How to Make the Best Steak You Will Ever Eat
How the reverse-sear method turns out the perfect steak every time.
If you haven’t tried the reverse-sear method yet, you don’t know what you’re missing. To cook a steak the traditional way, you sear your steak in a hot pan before finishing in the oven. But to reverse-sear a steak, you cook the meat to desired doneness in a low-temperature oven before searing it in a hot pan. This revolutionary method produces a steak that is the perfect temperature all the way through with a gorgeous crust. A traditionally seared steak is often overcooked or undercooked inside and finding the perfect temperature is a guessing game. This Saturday on The Kitchen, Jeff shows us how this low-and-slow method turns out a perfectly cooked steak every time.

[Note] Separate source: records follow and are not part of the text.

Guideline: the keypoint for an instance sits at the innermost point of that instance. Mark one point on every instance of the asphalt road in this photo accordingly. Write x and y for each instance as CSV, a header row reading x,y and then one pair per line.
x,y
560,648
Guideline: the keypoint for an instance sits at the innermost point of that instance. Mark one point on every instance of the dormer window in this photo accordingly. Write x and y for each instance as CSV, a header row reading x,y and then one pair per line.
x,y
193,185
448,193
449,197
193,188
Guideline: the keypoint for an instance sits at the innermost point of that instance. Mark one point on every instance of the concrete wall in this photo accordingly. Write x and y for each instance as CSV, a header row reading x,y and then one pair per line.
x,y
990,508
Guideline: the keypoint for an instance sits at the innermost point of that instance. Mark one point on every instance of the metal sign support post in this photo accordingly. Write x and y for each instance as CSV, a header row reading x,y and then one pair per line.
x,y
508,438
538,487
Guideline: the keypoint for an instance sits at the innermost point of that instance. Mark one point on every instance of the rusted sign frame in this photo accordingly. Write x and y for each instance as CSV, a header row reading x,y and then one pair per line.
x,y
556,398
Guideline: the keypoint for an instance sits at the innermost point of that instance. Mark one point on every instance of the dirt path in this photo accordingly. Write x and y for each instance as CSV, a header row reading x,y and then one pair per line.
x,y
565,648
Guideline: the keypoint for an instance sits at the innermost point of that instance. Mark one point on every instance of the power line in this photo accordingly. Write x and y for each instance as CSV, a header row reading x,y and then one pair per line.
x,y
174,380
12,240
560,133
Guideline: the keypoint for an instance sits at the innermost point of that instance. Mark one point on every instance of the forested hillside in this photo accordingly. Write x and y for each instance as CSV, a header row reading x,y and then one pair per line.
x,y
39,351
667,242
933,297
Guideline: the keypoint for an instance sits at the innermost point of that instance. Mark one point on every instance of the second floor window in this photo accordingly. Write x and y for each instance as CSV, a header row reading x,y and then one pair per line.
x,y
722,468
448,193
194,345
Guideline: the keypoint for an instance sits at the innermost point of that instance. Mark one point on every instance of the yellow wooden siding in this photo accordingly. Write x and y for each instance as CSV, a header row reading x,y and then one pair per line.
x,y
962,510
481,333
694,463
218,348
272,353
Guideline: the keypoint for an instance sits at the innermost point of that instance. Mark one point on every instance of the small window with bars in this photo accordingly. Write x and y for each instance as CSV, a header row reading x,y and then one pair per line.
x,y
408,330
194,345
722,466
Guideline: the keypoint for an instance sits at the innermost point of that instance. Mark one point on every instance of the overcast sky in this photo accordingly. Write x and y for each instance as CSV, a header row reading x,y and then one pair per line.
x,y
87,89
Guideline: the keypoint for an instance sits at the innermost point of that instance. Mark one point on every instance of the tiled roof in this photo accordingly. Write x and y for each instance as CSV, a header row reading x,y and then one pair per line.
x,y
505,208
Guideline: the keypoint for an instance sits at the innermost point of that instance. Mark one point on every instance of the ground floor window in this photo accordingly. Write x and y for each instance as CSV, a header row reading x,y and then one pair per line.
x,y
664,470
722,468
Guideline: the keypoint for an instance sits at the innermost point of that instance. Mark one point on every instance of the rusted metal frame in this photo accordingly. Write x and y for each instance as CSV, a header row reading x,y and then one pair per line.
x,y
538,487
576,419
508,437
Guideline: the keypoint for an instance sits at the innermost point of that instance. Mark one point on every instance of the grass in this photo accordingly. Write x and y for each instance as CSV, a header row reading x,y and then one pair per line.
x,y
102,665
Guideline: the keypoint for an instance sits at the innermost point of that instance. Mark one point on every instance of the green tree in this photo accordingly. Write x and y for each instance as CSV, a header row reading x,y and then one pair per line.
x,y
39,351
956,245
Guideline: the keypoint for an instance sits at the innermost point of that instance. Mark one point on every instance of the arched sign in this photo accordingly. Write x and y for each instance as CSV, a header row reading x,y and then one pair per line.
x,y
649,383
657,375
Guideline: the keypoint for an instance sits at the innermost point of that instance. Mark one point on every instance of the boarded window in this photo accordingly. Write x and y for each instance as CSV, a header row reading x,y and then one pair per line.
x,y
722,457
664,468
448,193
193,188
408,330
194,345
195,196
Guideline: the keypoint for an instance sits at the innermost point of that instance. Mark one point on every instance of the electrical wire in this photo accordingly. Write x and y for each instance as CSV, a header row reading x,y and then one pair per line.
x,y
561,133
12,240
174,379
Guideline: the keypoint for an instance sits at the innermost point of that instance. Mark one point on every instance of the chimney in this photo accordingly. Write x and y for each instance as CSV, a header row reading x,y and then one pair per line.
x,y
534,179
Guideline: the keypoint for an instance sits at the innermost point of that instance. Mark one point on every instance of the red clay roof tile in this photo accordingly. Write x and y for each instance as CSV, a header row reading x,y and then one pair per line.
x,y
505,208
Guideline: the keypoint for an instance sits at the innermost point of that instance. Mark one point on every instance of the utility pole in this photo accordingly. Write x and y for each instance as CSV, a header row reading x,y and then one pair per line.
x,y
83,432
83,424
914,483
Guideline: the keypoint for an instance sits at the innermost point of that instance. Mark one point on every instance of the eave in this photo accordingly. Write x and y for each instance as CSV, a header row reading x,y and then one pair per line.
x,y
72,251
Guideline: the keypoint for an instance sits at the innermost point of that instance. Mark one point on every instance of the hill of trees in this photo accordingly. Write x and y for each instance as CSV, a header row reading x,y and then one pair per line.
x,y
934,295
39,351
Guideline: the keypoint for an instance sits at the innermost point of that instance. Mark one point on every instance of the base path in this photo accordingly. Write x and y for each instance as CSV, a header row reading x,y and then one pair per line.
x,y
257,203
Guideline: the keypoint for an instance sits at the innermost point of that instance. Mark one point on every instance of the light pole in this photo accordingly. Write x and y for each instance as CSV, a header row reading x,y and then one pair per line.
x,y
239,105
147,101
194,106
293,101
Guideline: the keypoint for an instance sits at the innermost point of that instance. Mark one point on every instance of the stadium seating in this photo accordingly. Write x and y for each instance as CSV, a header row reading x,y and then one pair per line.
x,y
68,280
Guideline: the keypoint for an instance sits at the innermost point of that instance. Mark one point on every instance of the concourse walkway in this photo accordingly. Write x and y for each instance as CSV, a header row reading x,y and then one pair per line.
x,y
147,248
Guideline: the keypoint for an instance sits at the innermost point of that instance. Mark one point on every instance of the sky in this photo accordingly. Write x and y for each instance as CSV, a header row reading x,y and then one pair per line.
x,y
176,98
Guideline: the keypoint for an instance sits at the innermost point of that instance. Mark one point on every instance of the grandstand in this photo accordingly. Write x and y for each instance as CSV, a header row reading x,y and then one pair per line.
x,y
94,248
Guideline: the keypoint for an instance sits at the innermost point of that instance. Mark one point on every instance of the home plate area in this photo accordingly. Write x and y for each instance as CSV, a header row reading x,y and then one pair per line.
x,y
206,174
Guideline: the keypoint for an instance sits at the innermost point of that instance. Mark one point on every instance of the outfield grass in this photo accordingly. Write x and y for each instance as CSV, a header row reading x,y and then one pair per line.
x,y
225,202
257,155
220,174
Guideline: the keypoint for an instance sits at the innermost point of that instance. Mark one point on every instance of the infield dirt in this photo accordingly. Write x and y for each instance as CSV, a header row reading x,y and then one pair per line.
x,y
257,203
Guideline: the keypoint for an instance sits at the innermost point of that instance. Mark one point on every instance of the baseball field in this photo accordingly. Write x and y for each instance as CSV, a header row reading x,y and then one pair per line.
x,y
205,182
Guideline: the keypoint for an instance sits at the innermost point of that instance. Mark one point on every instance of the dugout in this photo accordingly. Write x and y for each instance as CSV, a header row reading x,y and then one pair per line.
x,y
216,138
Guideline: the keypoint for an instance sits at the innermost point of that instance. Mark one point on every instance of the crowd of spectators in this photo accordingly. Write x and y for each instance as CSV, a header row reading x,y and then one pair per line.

Step 1: Season Aggressively
Jeff takes two massive bone-in rib eye steaks and brings them to room temperature. He then liberally seasons all sides of the steak with salt and pepper, even the ends. “When we’re talking about seasoning like a pro,” says GZ. “Nobody puts enough salt and pepper on a steak. It’s basically salt crusted.” Katie chimes in, “It’s impossible to put too much salt on that piece of meat.” If possible, leave the seasoned meat inside the fridge to dry out overnight and use a well-marbled cut so that the rendered fat makes every bite buttery.
Step 2: Cook Low and Slow
The seasoned meat goes into a 225-degree oven for about an hour but the time will vary depending on the thickness of your steak. The most important part of reverse searing is an instant read thermometer, because you will never be able to guess the internal temperature, says Jeff. Look for 115-degrees for medium rare and 125-degrees for medium.
Step 3: Sear
The next step is to heat a cast-iron pan over medium-high heat until it is very hot and add a drizzle of oil. Sear the meat for about two minutes per side for a to-die-for crisp crust. Next add a knob of butter and spoon the hot butter over the steak while tilting the pan. And don’t forget to sear the ends.